Sa première question m’a totalement déroutée, glacée :

« Est-ce une grossesse désirée ? »

Je me suis demandée combien de temps j’avais pour réfléchir et pour répondre. Oui, j’ai toujours désiré être mère. Oui, je veux mener à terme cette grossesse. Mais l’arrivée de cet enfant à ce moment précis nous a surpris, moi et mon mari, et a exigé que nous abandonnions plus tôt que prévu notre vie confortable à deux.

Devais-je donc répondre « non » ?

J’ai tout à coup pris conscience que j’étais chez la gynécologue, pas chez le psychologue ou chez ma meilleure amie. J’ai brutalement répondu affirmativement à la question posée, mais je me suis sentie très mal à l’aise. 

Je m’aperçois aujourd’hui que cette question est extrêmement brutale, et qu’en fait la réponse est difficile à donner, car le désir d’enfant est très complexe, jamais totalement univoque. Le consentement en termes de maternité est bancal, puisqu’on ne sait pas à quoi on s’engage, et que la grossesse garde toujours une part de surprise, d’inattendu. Il ne suffit pas d’avoir eu un moyen de contraception pour que la grossesse soit voulue.

La maîtrise de la fécondité a alourdi la responsabilité de la femme.

La maîtrise de la fécondité n’a pas libéré les femmes comme on l’escomptait. Celles qui deviennent mères se sont vues chargées d’un nouveau fardeau : celui de la responsabilité de donner la vie. Puisque je peux ne pas donner la vie, en la donnant, je suis totalement responsable de tout ce qui découlera.

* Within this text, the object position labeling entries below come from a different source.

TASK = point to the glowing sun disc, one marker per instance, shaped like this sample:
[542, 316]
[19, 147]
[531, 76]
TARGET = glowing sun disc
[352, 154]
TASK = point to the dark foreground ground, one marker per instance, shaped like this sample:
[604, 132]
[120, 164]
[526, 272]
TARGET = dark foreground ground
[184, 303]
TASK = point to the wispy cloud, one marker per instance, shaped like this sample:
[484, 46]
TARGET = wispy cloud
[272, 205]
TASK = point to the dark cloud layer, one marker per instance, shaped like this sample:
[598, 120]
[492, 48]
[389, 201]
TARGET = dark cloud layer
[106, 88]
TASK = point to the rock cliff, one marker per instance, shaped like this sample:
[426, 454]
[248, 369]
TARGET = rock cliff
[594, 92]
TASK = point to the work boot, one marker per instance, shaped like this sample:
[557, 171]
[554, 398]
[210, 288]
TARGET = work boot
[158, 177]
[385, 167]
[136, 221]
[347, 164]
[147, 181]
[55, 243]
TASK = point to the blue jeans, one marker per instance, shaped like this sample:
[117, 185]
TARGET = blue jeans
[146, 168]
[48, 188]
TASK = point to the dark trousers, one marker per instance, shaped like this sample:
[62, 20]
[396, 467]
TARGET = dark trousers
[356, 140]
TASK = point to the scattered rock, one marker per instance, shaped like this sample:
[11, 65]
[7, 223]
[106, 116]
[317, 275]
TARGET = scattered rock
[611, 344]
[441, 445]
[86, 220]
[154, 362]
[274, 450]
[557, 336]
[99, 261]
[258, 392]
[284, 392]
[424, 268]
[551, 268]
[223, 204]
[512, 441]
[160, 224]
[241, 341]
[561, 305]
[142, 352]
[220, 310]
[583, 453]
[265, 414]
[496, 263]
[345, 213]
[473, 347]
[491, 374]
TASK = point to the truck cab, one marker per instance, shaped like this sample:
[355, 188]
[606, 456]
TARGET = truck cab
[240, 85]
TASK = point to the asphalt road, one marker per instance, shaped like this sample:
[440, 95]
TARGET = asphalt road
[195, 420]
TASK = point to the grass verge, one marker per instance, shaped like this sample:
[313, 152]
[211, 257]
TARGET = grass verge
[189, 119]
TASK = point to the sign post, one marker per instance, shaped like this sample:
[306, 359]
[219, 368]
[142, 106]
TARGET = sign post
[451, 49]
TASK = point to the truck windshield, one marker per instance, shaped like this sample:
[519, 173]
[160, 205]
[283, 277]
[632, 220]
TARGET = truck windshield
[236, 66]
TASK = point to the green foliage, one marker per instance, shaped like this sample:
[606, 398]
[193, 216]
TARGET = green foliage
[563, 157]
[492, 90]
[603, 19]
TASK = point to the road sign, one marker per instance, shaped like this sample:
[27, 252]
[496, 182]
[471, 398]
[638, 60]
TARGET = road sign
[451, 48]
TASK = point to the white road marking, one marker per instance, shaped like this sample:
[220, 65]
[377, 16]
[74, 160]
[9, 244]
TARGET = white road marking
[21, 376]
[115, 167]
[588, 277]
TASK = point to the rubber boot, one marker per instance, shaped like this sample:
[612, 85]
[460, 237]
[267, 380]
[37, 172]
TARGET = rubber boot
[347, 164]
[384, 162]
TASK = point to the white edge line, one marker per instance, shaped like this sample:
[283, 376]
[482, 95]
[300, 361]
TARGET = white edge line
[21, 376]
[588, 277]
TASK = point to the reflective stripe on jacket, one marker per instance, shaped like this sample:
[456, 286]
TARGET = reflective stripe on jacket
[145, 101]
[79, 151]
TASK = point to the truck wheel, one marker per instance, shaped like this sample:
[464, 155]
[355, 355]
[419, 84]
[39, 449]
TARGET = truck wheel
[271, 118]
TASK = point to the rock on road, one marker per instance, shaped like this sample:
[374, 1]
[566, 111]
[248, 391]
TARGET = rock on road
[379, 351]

Arrêter de prendre la pilule donne le vertige ; on hésite avant de sauter le pas, on ne sait quand est exactement le bon moment (pour soi, pour son couple, pour sa carrière, pour mon corps, pour mes autres enfants…).

« La maîtrise de la fécondité invite à décider rationnellement ce qui échappe à toute raison », souligne l’historienne Yvonne Knibiehler dans Féminisme et maternité

Mais voilà bien le problème :

On ne peut pas vraiment y réfléchir avant, car avant on ne sait pas ce que cela fait d’être mère, et encore moins ce que cela fait d’être mère de cet enfant-là. Lorsqu’on formule ce désir, on peut se rêver femme épanouie, et se découvrir totalement harassée et angoissée par la charge à porter.

Toute grossesse repose au fond sur une part d’inconscience, nécessaire justement pour devenir mère. Comme si un « halo illusoire » entoure toute maternité, pour reprendre l’expression d’Elisabeth Badinter : « La future mère ne fantasme que sur l’amour et le bonheur. Elle ignore l’autre face de la maternité faite d’épuisement, de frustration, de solitude, voire d’aliénation avec son cortège de culpabilité ».

Cet halo illusoire, qui se dissipe peu à peu après l’accouchement, fait qu’on peut se sentir enfermée dans une situation qu’on n’avait pas exactement voulue comme cela. Sauf qu’il faut bien s’occuper du bébé qu’on a dans les bras – et il est difficile d’assumer l’ambivalence de nos sentiments devant l’impératif d’être heureuse. 

Devenir mère au fond, c’est comme sauter en parachute :

Il faut savoir fermer les yeux. On ne s’y résout jamais sans un brin de folie, à moins que quelqu’un ne vous précipite dans le vide, comme lorsque l’enfant s’« invite » sans qu’on s’y attende. Le parachute exige un lâcher-prise – c’est toujours dans le vide qu’on saute, et on ne peut savoir avant comment nous réagirons. Après le saut et le moment de vol en parachute, où nous sommes comme sur un nuage, l’atterrissage peut être très difficile, et l’on peut se relever avec des membres endoloris ou brisés – et le monde nous regarde :

« Fallait pas sauter, si vous n’étiez pas prêt à en assumer les conséquences ! »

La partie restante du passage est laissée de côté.